Peanut butter and jelly sandwiches were originally considered a delicacy, only enjoyed by those of the upper class.
PB&J Sandwiches Started as High-Society Tea Snacks
The peanut butter and jelly sandwich—beloved lunchbox staple, college dorm essential, nostalgic comfort food—wasn't always the everyman's meal. In the early 1900s, spreading peanut butter and jelly on bread was something you'd do at a fancy tearoom, not a kitchen counter.
The first published PB&J recipe appeared in 1901, when Julia Davis Chandler wrote about it in the Boston Cooking School Magazine. She recommended making dainty tea sandwiches with "peanut paste" and currant or crab-apple jelly. This wasn't food for the masses—it was a delicacy served at upscale establishments like Ye Olde English Coffee House, The Vanity Fair Tea-Room, and The Colonial Tea-Room in New York.
Why Was It Fancy?
Peanut butter itself was considered exotic and sophisticated. It was labor-intensive to make before mechanization, and both it and commercial jellies were relatively new products. Having access to these ingredients signaled you had money and refinement.

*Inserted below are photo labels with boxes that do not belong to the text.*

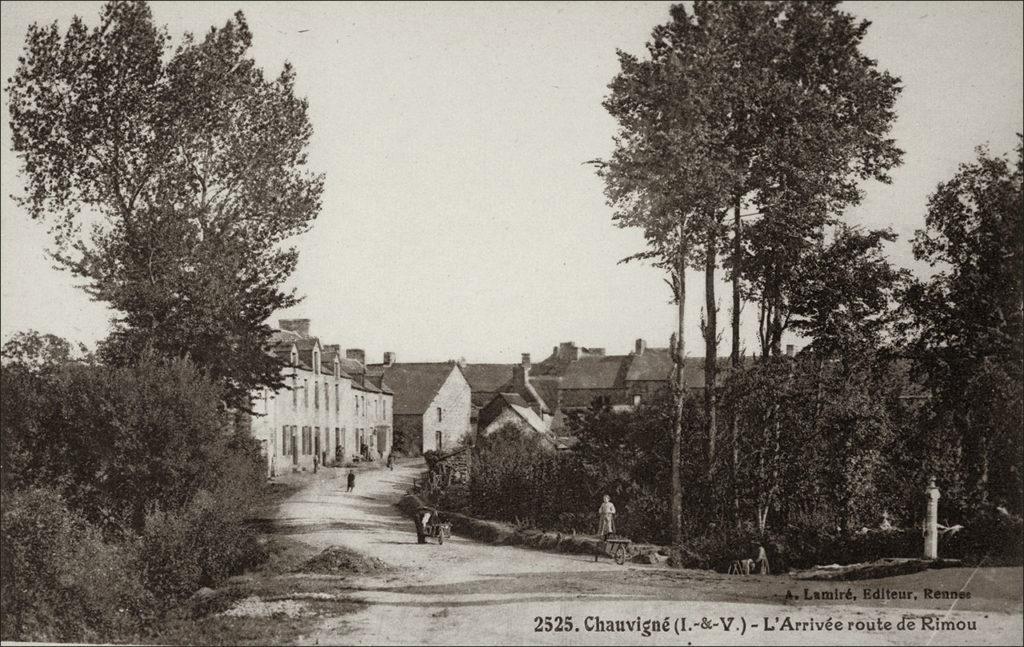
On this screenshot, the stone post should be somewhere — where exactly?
[925,476,940,559]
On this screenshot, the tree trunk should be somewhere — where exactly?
[705,227,718,481]
[670,222,686,544]
[729,197,743,528]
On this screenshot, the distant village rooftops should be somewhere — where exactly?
[367,361,460,416]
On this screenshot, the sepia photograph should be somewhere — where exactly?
[0,0,1024,646]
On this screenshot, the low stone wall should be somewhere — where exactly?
[396,494,667,564]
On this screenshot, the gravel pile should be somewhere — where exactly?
[297,546,387,575]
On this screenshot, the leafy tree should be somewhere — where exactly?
[598,5,731,543]
[598,2,901,536]
[906,137,1024,512]
[6,2,323,406]
[0,330,87,373]
[790,224,909,361]
[0,343,263,530]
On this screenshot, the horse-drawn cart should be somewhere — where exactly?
[594,533,632,566]
[427,515,452,545]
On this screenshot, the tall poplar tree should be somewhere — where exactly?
[599,2,901,527]
[6,1,323,406]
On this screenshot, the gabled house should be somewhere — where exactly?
[251,319,393,475]
[367,352,472,455]
[462,353,551,429]
[477,393,551,438]
[530,339,770,435]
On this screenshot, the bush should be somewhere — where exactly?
[136,491,266,601]
[0,488,152,642]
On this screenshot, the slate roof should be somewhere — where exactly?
[341,357,367,376]
[481,393,547,433]
[462,363,514,395]
[626,348,671,382]
[367,362,459,416]
[498,393,545,433]
[561,355,629,389]
[529,375,560,412]
[365,374,394,395]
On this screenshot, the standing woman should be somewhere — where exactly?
[597,494,615,540]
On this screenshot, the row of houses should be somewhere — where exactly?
[252,319,792,474]
[367,339,761,454]
[250,319,394,476]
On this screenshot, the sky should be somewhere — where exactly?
[0,2,1024,362]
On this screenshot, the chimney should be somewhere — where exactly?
[512,353,532,395]
[345,348,367,365]
[558,342,580,361]
[278,319,309,339]
[512,364,529,394]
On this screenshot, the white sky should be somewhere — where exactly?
[0,2,1024,362]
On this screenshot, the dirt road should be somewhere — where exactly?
[278,462,1024,645]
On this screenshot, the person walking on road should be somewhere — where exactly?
[597,494,615,540]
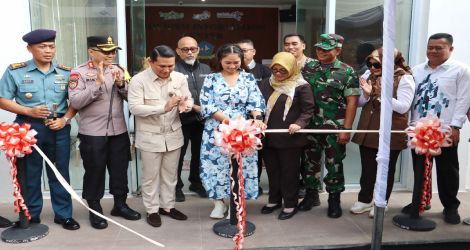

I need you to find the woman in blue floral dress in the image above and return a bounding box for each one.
[199,44,266,218]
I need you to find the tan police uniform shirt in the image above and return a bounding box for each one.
[69,61,128,136]
[129,67,193,152]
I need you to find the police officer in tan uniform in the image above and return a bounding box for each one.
[69,36,141,229]
[129,45,194,227]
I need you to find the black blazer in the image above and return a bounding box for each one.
[259,78,315,148]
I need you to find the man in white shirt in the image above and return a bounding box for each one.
[402,33,470,224]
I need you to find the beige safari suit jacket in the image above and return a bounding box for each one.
[128,67,193,152]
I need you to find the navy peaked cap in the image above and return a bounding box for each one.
[23,29,57,44]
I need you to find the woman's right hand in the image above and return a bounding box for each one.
[359,77,372,100]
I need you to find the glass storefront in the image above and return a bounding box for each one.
[26,0,413,191]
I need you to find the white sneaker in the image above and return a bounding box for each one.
[210,200,227,219]
[349,201,374,214]
[369,207,388,218]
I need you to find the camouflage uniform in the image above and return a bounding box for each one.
[302,34,361,193]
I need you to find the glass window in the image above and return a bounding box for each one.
[30,0,119,190]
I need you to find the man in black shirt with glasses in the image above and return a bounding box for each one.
[175,37,211,202]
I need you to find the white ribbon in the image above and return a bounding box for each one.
[33,145,164,247]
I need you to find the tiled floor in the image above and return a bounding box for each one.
[0,189,470,250]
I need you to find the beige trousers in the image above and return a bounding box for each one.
[141,148,181,214]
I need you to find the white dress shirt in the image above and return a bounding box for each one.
[358,70,415,114]
[411,58,470,128]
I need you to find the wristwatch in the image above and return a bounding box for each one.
[62,116,72,125]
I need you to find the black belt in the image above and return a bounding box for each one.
[16,114,65,124]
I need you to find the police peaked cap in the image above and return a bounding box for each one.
[86,36,122,51]
[23,29,56,44]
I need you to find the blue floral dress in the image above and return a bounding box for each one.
[199,72,266,200]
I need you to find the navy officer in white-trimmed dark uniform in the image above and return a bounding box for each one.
[0,29,80,230]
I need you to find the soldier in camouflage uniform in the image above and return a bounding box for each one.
[299,34,361,218]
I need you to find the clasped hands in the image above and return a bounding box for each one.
[165,95,193,113]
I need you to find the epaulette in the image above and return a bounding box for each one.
[10,62,28,69]
[117,64,132,84]
[56,64,72,71]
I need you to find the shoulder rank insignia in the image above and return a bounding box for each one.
[10,63,28,69]
[117,64,131,84]
[56,64,72,71]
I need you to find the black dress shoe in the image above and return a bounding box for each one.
[54,218,80,230]
[111,195,141,220]
[401,203,431,214]
[277,207,298,220]
[0,216,11,228]
[298,188,321,211]
[328,193,343,219]
[442,208,460,224]
[87,200,108,229]
[189,184,207,198]
[175,188,186,202]
[261,203,282,214]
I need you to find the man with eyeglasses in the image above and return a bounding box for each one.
[237,39,271,195]
[69,36,141,229]
[174,37,211,202]
[284,34,314,73]
[299,34,361,218]
[237,39,271,85]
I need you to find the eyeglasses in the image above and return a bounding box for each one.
[178,47,199,53]
[91,49,117,55]
[271,69,289,75]
[366,62,382,69]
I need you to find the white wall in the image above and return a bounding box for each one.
[407,0,470,193]
[0,0,31,203]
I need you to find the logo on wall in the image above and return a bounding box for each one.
[160,11,184,20]
[193,10,211,21]
[197,41,215,59]
[217,11,243,21]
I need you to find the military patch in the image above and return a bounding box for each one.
[56,64,72,71]
[10,63,28,69]
[69,73,80,89]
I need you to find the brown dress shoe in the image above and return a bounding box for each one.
[158,208,188,220]
[147,213,162,227]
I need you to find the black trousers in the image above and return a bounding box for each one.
[176,122,204,189]
[411,146,460,209]
[78,132,131,200]
[263,147,302,208]
[358,146,401,203]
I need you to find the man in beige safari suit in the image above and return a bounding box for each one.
[128,45,193,227]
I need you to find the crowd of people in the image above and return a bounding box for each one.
[0,26,470,230]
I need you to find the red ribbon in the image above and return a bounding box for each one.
[0,122,37,220]
[405,115,452,214]
[214,116,263,250]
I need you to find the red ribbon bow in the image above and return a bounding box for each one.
[0,122,37,220]
[214,116,263,250]
[405,115,452,213]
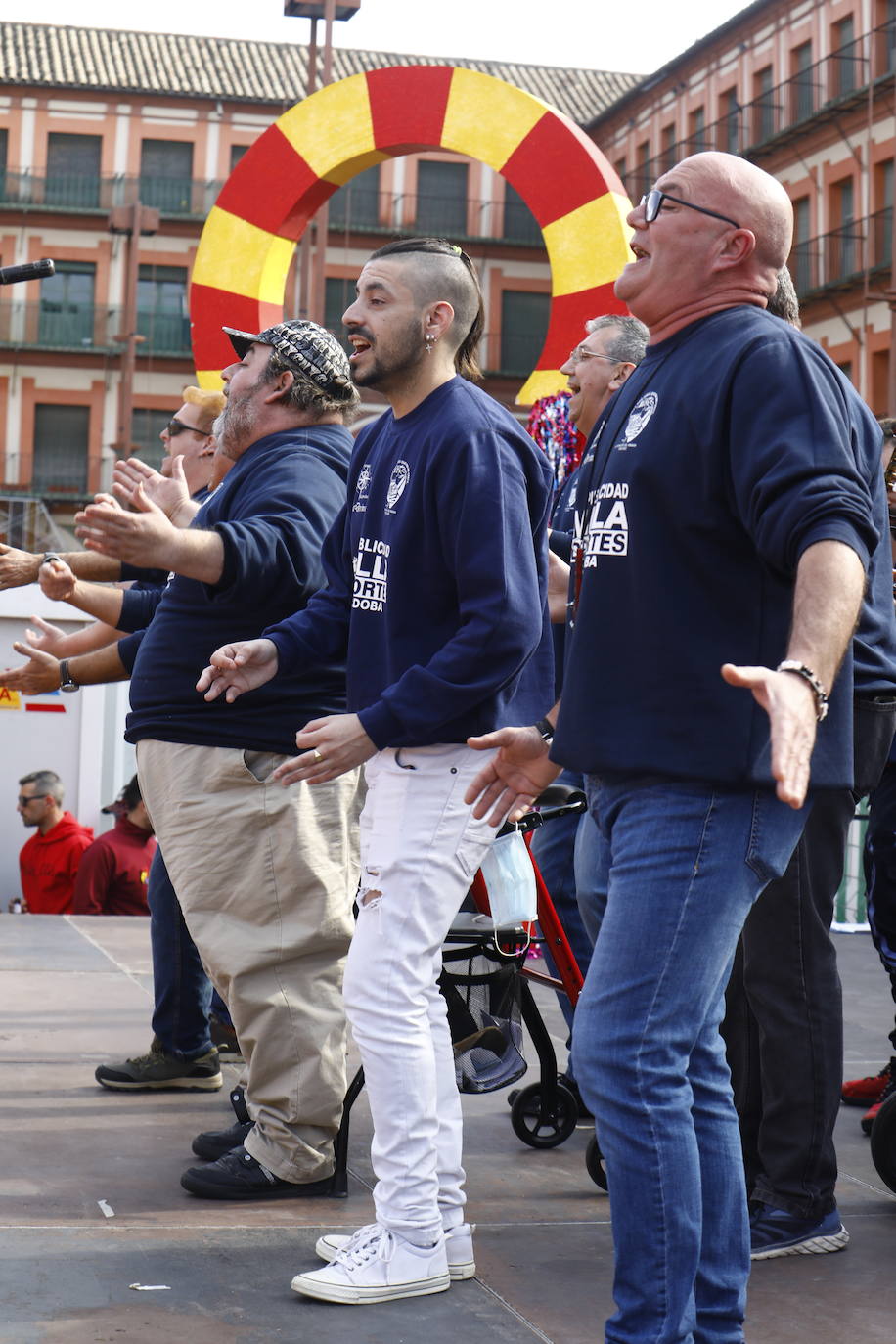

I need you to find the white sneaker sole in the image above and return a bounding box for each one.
[314,1236,475,1283]
[749,1227,849,1259]
[291,1273,451,1307]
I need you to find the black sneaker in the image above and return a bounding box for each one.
[94,1039,224,1092]
[192,1120,254,1163]
[180,1146,334,1199]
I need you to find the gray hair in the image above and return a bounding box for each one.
[19,770,66,804]
[584,313,650,364]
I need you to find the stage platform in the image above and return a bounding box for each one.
[0,916,896,1344]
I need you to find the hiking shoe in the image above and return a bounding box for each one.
[508,1074,594,1120]
[314,1223,475,1282]
[292,1223,451,1304]
[180,1145,334,1199]
[839,1059,893,1106]
[208,1017,245,1064]
[861,1072,896,1135]
[749,1204,849,1259]
[191,1120,254,1163]
[94,1038,224,1092]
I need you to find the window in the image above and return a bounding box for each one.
[43,130,102,209]
[137,266,190,355]
[752,66,775,143]
[662,122,679,172]
[501,289,551,378]
[828,177,859,281]
[504,181,543,247]
[324,276,355,351]
[37,261,97,348]
[830,18,863,98]
[720,89,741,155]
[871,158,893,266]
[329,164,381,229]
[31,406,90,495]
[417,158,468,238]
[140,140,194,215]
[790,42,817,121]
[130,407,170,470]
[790,197,818,297]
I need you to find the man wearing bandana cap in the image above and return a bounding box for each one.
[68,320,359,1199]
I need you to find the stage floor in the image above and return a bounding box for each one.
[0,916,896,1344]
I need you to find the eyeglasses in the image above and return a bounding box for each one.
[640,187,740,229]
[567,345,620,364]
[162,416,205,438]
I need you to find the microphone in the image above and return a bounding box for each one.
[0,256,57,285]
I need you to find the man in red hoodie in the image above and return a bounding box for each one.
[16,770,93,916]
[71,776,156,916]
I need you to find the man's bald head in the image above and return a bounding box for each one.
[670,150,794,279]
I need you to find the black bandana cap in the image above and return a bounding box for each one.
[222,317,352,392]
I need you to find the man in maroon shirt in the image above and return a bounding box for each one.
[16,770,93,916]
[71,776,156,916]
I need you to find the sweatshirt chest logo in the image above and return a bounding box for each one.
[352,463,374,514]
[615,392,659,453]
[384,460,411,514]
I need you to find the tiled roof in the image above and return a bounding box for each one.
[0,22,641,125]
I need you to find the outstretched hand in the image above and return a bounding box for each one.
[112,456,194,527]
[721,662,818,808]
[464,727,561,827]
[75,485,179,568]
[0,641,59,694]
[197,640,280,704]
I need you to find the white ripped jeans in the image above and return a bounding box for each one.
[345,744,496,1244]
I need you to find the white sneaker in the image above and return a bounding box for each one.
[314,1223,475,1282]
[292,1223,451,1304]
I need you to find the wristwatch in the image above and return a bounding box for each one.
[535,719,554,741]
[59,658,80,694]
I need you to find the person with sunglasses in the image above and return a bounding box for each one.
[16,770,93,916]
[468,152,896,1344]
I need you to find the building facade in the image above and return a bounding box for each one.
[0,22,637,518]
[589,0,896,416]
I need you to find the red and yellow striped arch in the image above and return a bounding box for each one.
[190,66,631,405]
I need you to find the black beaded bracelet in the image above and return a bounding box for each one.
[775,658,828,723]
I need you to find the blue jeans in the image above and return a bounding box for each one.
[572,776,805,1344]
[147,848,212,1059]
[532,770,594,1074]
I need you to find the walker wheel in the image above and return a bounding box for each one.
[511,1083,579,1147]
[584,1135,607,1189]
[871,1096,896,1190]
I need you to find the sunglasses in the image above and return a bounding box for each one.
[640,187,740,229]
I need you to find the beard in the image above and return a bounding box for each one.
[352,321,426,392]
[212,381,262,459]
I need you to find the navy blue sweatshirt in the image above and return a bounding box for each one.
[125,425,352,754]
[552,308,880,786]
[265,378,552,748]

The sandwich was designed for the upper crust—literally and figuratively. Light, crustless finger sandwiches served with tea were hallmarks of high society. PB&J fit right in alongside cucumber sandwiches and other genteel fare.
The Great Reversal
Everything changed by the 1930s. Three major shifts democratized the PB&J:
- Mass production made peanut butter and jelly cheap and widely available
- Sliced bread became commercially available in 1928, making sandwich-making effortless
- The Great Depression made its affordability, nutrition, and shelf-stability invaluable
What was once a status symbol became survival food. The sandwich's high protein content and non-perishable ingredients made it perfect for struggling families. Then came World War II, when American soldiers ate PB&J rations in the field. They brought the taste home, cementing it as an American classic.
Today, the average American will eat 1,500 peanut butter and jelly sandwiches before graduating high school. The tearoom treat became so common that it's hard to imagine it was ever anything else. But for a brief moment at the turn of the 20th century, your PB&J would've been served on fine china—with your pinky up.